Speaking of which: Whether Hardin was truly advising his client or just rubber-stamping Clemens’ hare-brained schemes, his legal strategy should become a case study.


In short order, Clemens broadcast a secretly recorded phone conversation with McNamee that made him sound like a mob enforcer, dared Congress to make a federal case out of it, and doubled down by insisting everybody else either “misheard” or “misremembered” what he said and did. Then they filed a defamation lawsuit, only to jog McNamee’s memory about a few syringes and bandages he’d stashed away with—he claims—Clemens’ DNA all over them.


Since things can only get worse for Clemens, and keeping in mind that Barry Bonds’ latest prosecution still looms, it’s worth asking how much more good money the feds should be throwing after the bad.
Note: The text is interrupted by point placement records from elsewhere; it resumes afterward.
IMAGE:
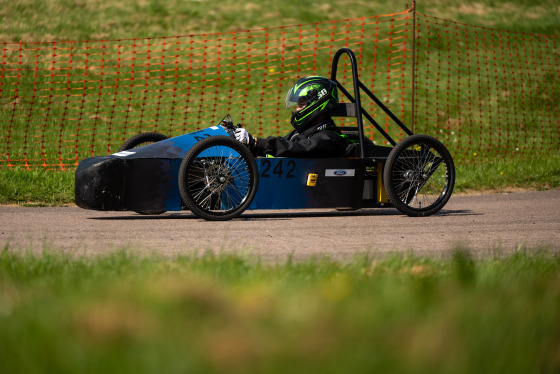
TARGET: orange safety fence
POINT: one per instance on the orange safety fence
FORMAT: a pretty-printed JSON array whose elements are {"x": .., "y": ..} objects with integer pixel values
[
  {"x": 481, "y": 91},
  {"x": 64, "y": 101}
]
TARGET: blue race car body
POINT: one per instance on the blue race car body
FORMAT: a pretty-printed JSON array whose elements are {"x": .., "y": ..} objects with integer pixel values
[{"x": 146, "y": 179}]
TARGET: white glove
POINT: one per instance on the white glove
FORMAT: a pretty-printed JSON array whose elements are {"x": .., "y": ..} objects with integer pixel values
[{"x": 243, "y": 136}]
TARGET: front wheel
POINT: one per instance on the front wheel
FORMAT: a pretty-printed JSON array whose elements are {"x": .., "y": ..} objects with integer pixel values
[
  {"x": 218, "y": 178},
  {"x": 419, "y": 175}
]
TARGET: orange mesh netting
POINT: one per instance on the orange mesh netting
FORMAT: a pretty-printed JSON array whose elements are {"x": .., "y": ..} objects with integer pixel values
[{"x": 479, "y": 90}]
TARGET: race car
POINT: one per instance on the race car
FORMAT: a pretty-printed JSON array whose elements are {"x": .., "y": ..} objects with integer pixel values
[{"x": 216, "y": 177}]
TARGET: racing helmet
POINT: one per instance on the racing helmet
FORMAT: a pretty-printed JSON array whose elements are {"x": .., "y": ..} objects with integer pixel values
[{"x": 310, "y": 98}]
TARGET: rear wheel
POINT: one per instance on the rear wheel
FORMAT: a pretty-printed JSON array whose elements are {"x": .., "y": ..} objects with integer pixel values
[
  {"x": 419, "y": 175},
  {"x": 139, "y": 140},
  {"x": 218, "y": 178}
]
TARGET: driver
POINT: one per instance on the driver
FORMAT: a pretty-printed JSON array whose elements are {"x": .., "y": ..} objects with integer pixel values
[{"x": 311, "y": 100}]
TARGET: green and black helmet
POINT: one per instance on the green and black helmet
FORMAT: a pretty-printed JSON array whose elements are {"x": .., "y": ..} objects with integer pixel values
[{"x": 310, "y": 98}]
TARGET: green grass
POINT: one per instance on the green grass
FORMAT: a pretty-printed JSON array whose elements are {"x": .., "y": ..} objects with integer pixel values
[{"x": 124, "y": 313}]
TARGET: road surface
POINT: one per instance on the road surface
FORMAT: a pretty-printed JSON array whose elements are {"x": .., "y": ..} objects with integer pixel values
[{"x": 481, "y": 223}]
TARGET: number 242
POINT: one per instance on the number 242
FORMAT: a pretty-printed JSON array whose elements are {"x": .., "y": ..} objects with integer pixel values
[{"x": 278, "y": 170}]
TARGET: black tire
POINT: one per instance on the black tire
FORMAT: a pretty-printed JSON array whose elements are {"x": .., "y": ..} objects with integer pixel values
[
  {"x": 218, "y": 178},
  {"x": 142, "y": 139},
  {"x": 419, "y": 176},
  {"x": 139, "y": 140}
]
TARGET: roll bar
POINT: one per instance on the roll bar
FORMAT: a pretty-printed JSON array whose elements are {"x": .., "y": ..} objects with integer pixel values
[{"x": 355, "y": 108}]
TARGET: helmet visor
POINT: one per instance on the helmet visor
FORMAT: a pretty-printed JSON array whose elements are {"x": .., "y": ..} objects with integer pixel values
[{"x": 297, "y": 100}]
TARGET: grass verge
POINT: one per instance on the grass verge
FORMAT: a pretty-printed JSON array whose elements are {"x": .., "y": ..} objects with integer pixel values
[
  {"x": 55, "y": 188},
  {"x": 223, "y": 313}
]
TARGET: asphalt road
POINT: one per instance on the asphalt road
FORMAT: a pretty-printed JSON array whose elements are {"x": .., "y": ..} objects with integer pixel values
[{"x": 481, "y": 223}]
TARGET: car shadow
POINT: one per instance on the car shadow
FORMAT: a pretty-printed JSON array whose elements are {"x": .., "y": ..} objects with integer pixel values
[{"x": 283, "y": 215}]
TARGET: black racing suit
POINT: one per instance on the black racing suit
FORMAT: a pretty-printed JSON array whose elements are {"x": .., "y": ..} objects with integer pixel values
[{"x": 320, "y": 140}]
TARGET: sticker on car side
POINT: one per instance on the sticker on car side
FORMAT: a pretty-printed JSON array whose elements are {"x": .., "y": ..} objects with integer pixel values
[{"x": 340, "y": 172}]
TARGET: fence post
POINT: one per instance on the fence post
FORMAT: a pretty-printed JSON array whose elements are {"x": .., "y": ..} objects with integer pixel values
[{"x": 413, "y": 62}]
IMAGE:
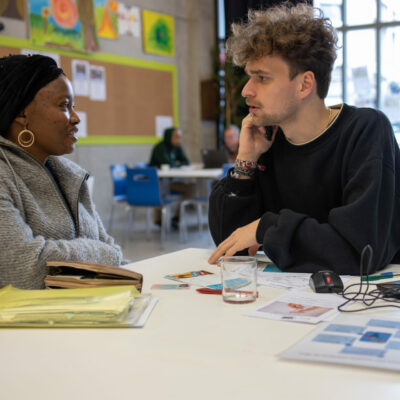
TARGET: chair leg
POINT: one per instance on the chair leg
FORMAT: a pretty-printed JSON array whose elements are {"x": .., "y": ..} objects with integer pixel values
[
  {"x": 182, "y": 222},
  {"x": 148, "y": 222},
  {"x": 164, "y": 222},
  {"x": 111, "y": 217},
  {"x": 130, "y": 220}
]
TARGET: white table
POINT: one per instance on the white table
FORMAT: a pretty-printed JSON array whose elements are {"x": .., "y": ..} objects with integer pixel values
[
  {"x": 187, "y": 172},
  {"x": 193, "y": 346}
]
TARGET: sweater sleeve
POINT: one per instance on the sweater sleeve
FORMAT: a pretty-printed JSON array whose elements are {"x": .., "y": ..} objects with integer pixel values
[
  {"x": 181, "y": 157},
  {"x": 24, "y": 255},
  {"x": 233, "y": 203}
]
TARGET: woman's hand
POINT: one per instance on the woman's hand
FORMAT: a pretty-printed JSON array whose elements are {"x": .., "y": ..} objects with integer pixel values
[
  {"x": 241, "y": 238},
  {"x": 252, "y": 140}
]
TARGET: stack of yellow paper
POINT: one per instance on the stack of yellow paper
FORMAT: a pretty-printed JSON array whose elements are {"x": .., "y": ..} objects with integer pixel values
[{"x": 102, "y": 306}]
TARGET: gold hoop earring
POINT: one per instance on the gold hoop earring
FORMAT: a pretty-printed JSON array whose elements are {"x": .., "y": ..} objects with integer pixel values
[{"x": 26, "y": 142}]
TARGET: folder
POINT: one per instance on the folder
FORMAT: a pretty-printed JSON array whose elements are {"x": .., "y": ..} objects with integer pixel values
[
  {"x": 77, "y": 274},
  {"x": 112, "y": 306}
]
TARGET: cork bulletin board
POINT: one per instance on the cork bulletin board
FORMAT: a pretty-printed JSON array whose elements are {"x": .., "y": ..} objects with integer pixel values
[{"x": 137, "y": 92}]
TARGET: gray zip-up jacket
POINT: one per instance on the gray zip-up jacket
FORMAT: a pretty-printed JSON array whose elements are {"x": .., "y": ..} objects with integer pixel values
[{"x": 46, "y": 216}]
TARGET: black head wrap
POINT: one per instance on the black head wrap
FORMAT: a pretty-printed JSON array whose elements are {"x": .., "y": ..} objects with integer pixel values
[{"x": 21, "y": 77}]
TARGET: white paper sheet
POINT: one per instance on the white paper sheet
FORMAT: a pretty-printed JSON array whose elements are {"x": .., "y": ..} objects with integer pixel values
[
  {"x": 300, "y": 306},
  {"x": 368, "y": 341}
]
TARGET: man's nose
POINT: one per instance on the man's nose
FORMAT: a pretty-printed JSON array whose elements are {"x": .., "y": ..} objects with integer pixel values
[{"x": 248, "y": 90}]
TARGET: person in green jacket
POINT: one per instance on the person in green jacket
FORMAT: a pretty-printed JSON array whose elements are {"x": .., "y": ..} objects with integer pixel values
[{"x": 169, "y": 151}]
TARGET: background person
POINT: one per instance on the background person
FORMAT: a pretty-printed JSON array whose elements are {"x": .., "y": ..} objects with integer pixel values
[
  {"x": 46, "y": 212},
  {"x": 328, "y": 183},
  {"x": 231, "y": 142},
  {"x": 169, "y": 150}
]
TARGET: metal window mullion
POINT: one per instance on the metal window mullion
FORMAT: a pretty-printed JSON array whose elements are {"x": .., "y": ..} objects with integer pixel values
[
  {"x": 378, "y": 53},
  {"x": 344, "y": 56}
]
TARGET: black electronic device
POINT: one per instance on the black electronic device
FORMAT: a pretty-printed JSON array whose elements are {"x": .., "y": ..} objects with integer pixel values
[
  {"x": 389, "y": 289},
  {"x": 326, "y": 282}
]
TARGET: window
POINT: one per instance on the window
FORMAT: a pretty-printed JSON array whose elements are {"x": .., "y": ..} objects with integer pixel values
[{"x": 367, "y": 70}]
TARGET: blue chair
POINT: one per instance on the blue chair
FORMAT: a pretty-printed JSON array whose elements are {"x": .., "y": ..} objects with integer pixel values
[
  {"x": 141, "y": 164},
  {"x": 143, "y": 190},
  {"x": 118, "y": 176}
]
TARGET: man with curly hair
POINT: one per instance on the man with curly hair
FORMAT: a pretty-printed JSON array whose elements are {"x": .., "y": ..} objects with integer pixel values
[{"x": 327, "y": 183}]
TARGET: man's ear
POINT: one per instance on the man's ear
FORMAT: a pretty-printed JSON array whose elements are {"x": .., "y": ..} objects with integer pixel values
[
  {"x": 21, "y": 119},
  {"x": 308, "y": 83}
]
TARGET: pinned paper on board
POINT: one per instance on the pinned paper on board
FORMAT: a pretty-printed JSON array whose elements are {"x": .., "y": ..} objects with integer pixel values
[
  {"x": 80, "y": 77},
  {"x": 128, "y": 20},
  {"x": 97, "y": 83}
]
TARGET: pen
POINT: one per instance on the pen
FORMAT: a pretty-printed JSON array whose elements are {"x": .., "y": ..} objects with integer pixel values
[
  {"x": 383, "y": 275},
  {"x": 219, "y": 291}
]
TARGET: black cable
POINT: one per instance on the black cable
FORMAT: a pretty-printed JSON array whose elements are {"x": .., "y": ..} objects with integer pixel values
[{"x": 368, "y": 297}]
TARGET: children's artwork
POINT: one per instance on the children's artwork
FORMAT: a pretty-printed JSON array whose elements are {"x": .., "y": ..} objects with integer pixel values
[
  {"x": 158, "y": 33},
  {"x": 106, "y": 12},
  {"x": 63, "y": 23},
  {"x": 356, "y": 340},
  {"x": 128, "y": 20},
  {"x": 12, "y": 9}
]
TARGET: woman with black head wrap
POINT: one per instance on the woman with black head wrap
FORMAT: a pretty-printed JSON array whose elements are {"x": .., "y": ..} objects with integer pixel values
[{"x": 46, "y": 212}]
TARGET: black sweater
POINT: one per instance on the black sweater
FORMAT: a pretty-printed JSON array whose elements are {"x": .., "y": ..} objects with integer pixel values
[{"x": 320, "y": 203}]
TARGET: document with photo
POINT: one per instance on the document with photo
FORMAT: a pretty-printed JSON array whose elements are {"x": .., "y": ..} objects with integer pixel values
[
  {"x": 298, "y": 306},
  {"x": 368, "y": 341}
]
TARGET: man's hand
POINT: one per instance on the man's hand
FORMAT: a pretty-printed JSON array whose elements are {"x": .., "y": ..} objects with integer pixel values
[
  {"x": 241, "y": 238},
  {"x": 252, "y": 140}
]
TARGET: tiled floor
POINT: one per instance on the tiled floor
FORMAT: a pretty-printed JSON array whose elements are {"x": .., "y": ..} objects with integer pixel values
[{"x": 136, "y": 247}]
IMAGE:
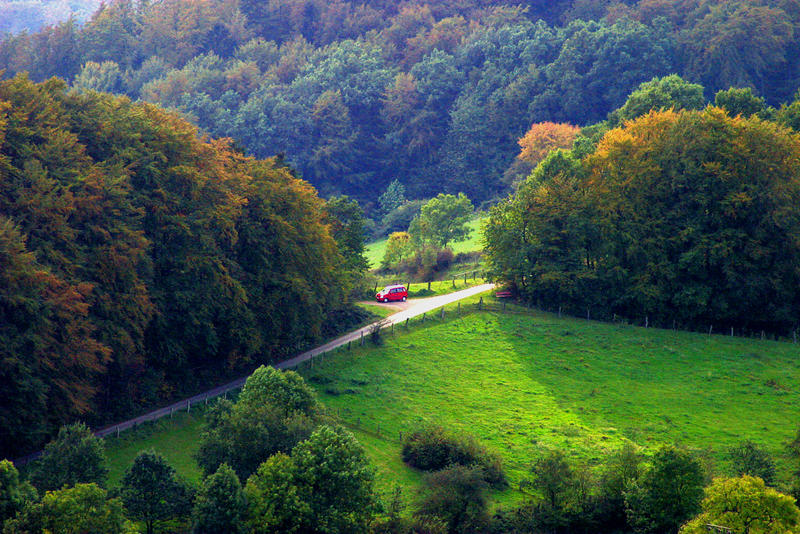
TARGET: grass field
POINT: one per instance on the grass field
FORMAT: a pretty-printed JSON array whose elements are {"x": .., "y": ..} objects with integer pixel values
[
  {"x": 176, "y": 439},
  {"x": 526, "y": 382},
  {"x": 376, "y": 250}
]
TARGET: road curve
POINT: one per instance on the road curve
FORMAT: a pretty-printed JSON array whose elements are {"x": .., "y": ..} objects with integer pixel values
[{"x": 417, "y": 307}]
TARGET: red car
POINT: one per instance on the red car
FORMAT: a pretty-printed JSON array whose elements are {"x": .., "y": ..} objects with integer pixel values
[{"x": 396, "y": 292}]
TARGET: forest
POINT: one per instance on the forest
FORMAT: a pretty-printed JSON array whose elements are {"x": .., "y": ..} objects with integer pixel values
[
  {"x": 434, "y": 95},
  {"x": 679, "y": 217},
  {"x": 185, "y": 190},
  {"x": 141, "y": 261}
]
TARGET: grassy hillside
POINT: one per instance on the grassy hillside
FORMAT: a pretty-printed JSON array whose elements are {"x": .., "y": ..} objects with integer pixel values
[
  {"x": 526, "y": 382},
  {"x": 376, "y": 250}
]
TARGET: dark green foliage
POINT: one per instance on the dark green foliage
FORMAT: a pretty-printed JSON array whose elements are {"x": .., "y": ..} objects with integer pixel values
[
  {"x": 220, "y": 505},
  {"x": 399, "y": 219},
  {"x": 14, "y": 493},
  {"x": 433, "y": 448},
  {"x": 75, "y": 456},
  {"x": 621, "y": 471},
  {"x": 457, "y": 496},
  {"x": 739, "y": 102},
  {"x": 151, "y": 491},
  {"x": 326, "y": 485},
  {"x": 392, "y": 198},
  {"x": 670, "y": 92},
  {"x": 84, "y": 508},
  {"x": 347, "y": 228},
  {"x": 275, "y": 411},
  {"x": 747, "y": 458},
  {"x": 142, "y": 261},
  {"x": 442, "y": 220},
  {"x": 678, "y": 218},
  {"x": 434, "y": 96},
  {"x": 668, "y": 494}
]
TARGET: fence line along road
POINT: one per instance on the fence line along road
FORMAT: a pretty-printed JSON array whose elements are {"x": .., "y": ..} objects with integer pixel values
[{"x": 418, "y": 307}]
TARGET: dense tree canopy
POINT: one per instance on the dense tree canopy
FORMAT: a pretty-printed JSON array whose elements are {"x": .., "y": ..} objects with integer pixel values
[
  {"x": 140, "y": 260},
  {"x": 698, "y": 216},
  {"x": 359, "y": 94},
  {"x": 745, "y": 505}
]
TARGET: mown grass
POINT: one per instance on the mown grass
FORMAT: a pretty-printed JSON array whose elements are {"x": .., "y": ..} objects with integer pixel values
[
  {"x": 377, "y": 249},
  {"x": 526, "y": 382},
  {"x": 177, "y": 439}
]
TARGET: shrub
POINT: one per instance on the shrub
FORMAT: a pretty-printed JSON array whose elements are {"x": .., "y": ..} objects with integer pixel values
[
  {"x": 457, "y": 496},
  {"x": 433, "y": 448},
  {"x": 444, "y": 258}
]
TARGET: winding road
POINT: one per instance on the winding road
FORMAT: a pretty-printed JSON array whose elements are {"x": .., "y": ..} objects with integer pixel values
[{"x": 412, "y": 308}]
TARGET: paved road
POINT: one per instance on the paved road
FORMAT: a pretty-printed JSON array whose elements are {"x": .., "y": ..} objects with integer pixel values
[{"x": 414, "y": 308}]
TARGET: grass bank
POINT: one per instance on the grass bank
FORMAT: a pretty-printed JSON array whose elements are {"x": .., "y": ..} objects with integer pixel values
[
  {"x": 527, "y": 382},
  {"x": 377, "y": 249}
]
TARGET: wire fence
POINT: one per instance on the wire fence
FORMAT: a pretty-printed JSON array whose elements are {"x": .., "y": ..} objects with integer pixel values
[{"x": 346, "y": 342}]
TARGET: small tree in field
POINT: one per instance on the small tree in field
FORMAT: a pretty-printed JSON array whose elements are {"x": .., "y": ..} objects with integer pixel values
[
  {"x": 398, "y": 246},
  {"x": 75, "y": 456},
  {"x": 220, "y": 505},
  {"x": 442, "y": 220},
  {"x": 152, "y": 492},
  {"x": 745, "y": 505},
  {"x": 667, "y": 495}
]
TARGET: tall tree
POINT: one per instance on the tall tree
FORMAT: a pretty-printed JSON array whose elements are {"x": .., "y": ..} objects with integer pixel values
[
  {"x": 326, "y": 485},
  {"x": 75, "y": 456},
  {"x": 745, "y": 505},
  {"x": 220, "y": 505},
  {"x": 668, "y": 494},
  {"x": 151, "y": 491},
  {"x": 15, "y": 494},
  {"x": 84, "y": 508}
]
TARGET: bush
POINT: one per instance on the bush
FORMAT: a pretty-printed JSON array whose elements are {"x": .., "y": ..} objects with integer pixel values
[
  {"x": 457, "y": 496},
  {"x": 433, "y": 448},
  {"x": 444, "y": 258}
]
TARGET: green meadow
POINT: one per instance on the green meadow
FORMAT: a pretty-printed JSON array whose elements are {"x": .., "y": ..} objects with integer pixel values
[
  {"x": 375, "y": 251},
  {"x": 524, "y": 382}
]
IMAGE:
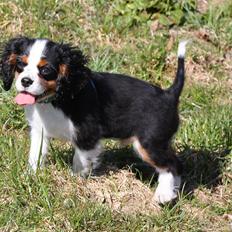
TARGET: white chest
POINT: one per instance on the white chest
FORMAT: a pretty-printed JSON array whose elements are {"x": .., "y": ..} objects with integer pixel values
[{"x": 52, "y": 121}]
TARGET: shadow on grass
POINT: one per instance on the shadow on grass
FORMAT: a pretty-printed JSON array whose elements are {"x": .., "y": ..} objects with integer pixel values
[{"x": 201, "y": 167}]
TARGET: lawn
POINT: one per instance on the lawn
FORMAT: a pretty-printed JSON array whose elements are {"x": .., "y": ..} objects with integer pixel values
[{"x": 138, "y": 39}]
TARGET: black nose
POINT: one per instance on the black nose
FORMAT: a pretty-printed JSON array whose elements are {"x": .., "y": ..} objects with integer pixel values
[{"x": 26, "y": 82}]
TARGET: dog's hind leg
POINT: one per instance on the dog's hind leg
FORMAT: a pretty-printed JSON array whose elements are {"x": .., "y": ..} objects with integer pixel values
[
  {"x": 86, "y": 160},
  {"x": 168, "y": 167}
]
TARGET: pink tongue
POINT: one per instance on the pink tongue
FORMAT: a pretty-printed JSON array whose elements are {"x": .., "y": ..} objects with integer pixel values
[{"x": 25, "y": 99}]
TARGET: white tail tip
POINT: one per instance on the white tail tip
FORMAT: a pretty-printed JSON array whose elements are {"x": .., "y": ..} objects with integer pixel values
[{"x": 181, "y": 48}]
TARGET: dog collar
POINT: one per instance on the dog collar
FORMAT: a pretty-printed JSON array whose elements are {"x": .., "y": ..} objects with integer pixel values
[{"x": 48, "y": 98}]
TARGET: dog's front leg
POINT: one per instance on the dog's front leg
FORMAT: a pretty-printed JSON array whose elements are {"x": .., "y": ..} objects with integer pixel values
[{"x": 38, "y": 148}]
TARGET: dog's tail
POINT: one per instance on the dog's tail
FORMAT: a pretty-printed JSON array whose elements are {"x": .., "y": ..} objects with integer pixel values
[{"x": 177, "y": 86}]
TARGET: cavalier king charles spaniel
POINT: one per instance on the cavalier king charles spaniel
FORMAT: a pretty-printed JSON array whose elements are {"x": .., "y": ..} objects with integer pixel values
[{"x": 64, "y": 99}]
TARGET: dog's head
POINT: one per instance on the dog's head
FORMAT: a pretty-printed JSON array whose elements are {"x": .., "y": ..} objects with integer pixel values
[{"x": 38, "y": 65}]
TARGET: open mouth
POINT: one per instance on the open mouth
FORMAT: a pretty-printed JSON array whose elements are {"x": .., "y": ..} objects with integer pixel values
[{"x": 25, "y": 98}]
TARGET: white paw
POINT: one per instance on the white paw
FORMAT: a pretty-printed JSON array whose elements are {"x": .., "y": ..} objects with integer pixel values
[{"x": 164, "y": 195}]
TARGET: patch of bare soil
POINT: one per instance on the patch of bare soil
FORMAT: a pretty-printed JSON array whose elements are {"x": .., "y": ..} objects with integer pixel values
[{"x": 120, "y": 191}]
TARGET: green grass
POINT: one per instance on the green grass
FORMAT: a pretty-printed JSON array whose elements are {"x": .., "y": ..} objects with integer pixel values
[{"x": 52, "y": 200}]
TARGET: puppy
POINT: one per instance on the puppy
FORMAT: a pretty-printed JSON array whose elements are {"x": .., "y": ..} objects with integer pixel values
[{"x": 64, "y": 99}]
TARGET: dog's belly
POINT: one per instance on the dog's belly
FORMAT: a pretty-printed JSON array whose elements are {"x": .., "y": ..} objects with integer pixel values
[{"x": 52, "y": 121}]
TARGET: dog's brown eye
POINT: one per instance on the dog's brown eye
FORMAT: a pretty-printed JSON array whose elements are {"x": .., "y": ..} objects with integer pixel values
[
  {"x": 20, "y": 65},
  {"x": 44, "y": 71}
]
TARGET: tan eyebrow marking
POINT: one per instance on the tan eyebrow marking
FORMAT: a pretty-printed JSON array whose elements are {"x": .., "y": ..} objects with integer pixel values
[
  {"x": 12, "y": 58},
  {"x": 42, "y": 62},
  {"x": 63, "y": 69},
  {"x": 24, "y": 59}
]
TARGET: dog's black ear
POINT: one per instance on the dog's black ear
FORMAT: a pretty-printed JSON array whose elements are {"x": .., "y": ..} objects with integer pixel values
[
  {"x": 10, "y": 51},
  {"x": 71, "y": 59}
]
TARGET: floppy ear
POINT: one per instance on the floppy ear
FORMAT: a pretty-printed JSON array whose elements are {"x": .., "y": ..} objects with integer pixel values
[
  {"x": 11, "y": 50},
  {"x": 71, "y": 59}
]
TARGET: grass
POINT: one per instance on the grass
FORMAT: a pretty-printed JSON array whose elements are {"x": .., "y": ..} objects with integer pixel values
[{"x": 116, "y": 200}]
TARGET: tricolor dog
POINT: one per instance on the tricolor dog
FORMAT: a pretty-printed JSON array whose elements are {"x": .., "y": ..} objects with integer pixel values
[{"x": 64, "y": 99}]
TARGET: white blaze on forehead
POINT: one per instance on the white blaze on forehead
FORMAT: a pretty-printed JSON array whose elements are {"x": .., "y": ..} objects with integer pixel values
[{"x": 36, "y": 52}]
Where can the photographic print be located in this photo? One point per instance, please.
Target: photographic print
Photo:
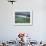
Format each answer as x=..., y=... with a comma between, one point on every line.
x=23, y=18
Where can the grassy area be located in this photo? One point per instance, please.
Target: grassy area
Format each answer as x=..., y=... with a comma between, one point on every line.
x=22, y=20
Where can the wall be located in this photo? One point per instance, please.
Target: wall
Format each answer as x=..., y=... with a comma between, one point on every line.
x=7, y=28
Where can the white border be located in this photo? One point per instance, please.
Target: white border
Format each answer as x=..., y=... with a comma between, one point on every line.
x=31, y=18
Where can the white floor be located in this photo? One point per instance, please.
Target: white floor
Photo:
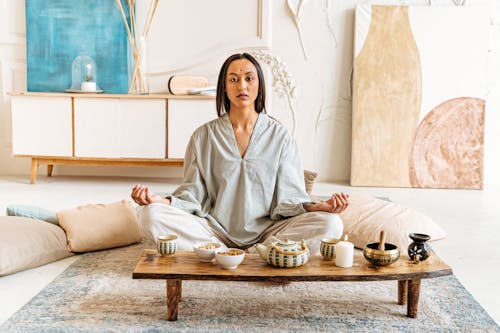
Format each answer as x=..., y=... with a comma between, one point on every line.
x=471, y=219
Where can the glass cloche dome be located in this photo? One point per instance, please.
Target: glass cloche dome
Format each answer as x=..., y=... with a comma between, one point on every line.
x=84, y=74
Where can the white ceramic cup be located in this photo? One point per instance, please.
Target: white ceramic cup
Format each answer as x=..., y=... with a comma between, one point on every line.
x=166, y=244
x=89, y=86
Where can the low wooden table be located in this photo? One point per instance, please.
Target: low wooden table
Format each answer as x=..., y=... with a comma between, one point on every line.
x=185, y=265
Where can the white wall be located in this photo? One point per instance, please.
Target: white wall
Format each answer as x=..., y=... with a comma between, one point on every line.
x=322, y=86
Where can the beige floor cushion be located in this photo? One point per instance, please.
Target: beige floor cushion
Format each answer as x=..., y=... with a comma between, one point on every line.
x=100, y=226
x=27, y=243
x=366, y=216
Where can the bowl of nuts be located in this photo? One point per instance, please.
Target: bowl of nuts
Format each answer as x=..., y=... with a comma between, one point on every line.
x=229, y=258
x=206, y=251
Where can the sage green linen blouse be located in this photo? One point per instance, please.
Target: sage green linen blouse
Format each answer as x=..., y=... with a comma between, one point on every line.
x=242, y=196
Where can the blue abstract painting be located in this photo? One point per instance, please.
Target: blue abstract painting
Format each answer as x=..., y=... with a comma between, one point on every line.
x=57, y=31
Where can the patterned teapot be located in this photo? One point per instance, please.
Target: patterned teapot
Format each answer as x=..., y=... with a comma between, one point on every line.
x=284, y=253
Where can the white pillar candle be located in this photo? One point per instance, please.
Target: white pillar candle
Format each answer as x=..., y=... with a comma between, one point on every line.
x=344, y=253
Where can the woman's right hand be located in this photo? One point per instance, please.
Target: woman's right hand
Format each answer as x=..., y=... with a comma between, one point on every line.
x=143, y=196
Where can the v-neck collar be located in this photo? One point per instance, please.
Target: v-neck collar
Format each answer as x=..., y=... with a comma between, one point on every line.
x=256, y=128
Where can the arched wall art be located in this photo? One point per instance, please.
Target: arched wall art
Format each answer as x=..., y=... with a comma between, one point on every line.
x=419, y=85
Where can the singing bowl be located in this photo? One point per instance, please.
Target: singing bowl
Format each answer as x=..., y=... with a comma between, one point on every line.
x=381, y=257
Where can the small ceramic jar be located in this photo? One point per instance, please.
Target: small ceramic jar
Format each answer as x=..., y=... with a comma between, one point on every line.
x=327, y=248
x=166, y=244
x=419, y=250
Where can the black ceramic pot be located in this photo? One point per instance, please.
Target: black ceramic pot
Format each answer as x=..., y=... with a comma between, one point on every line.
x=419, y=250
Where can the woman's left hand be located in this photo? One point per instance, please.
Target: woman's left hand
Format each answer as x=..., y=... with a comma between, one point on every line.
x=336, y=204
If the goal is to rid sports of cheaters, it’s just not going to happen.


Clemens certainly took it to another level by lying to Congress. But as Lynn Westmoreland of Georgia, another Republican member of the committee pointed out that day, “If we called everyone in sports accused of using steroids before this committee, we’d have to shut this place down. That’s not our role in this process, and I hope this show trial teaches us that very important lesson.”


Not entirely.


Unless Clemens gets smart and decides to cut his losses, there’s going to be another, even more expensive show trial, this time in federal court. Even if the government wins on every count, the public interest is hardly served by providing three squares and a scratchy new home uniform to a millionaire ballplayer.


What prosecutors should do instead is offer Clemens a plea deal he can’t resist, but make it prohibitively expensive. We came up with a proposal two weeks after his appearance before Congress, right around the time committee members called in the FBI to sort out the “he-said, he-said” testimony.


Let some government accountant come up with a spreadsheet breaking out how much of Clemens’ earnings can be tied to his use of performance-enhancers. Then double it, plow the money back into testing, research and a smart ad campaign against PED use, and include a few hundred hours of community service.


Clemens isn’t the first ballplayer to lie, nor will he be the last. But the most efficient way to get the truth out is turning him into a cautionary tale about how much cheaper it turns out to be sooner rather than later.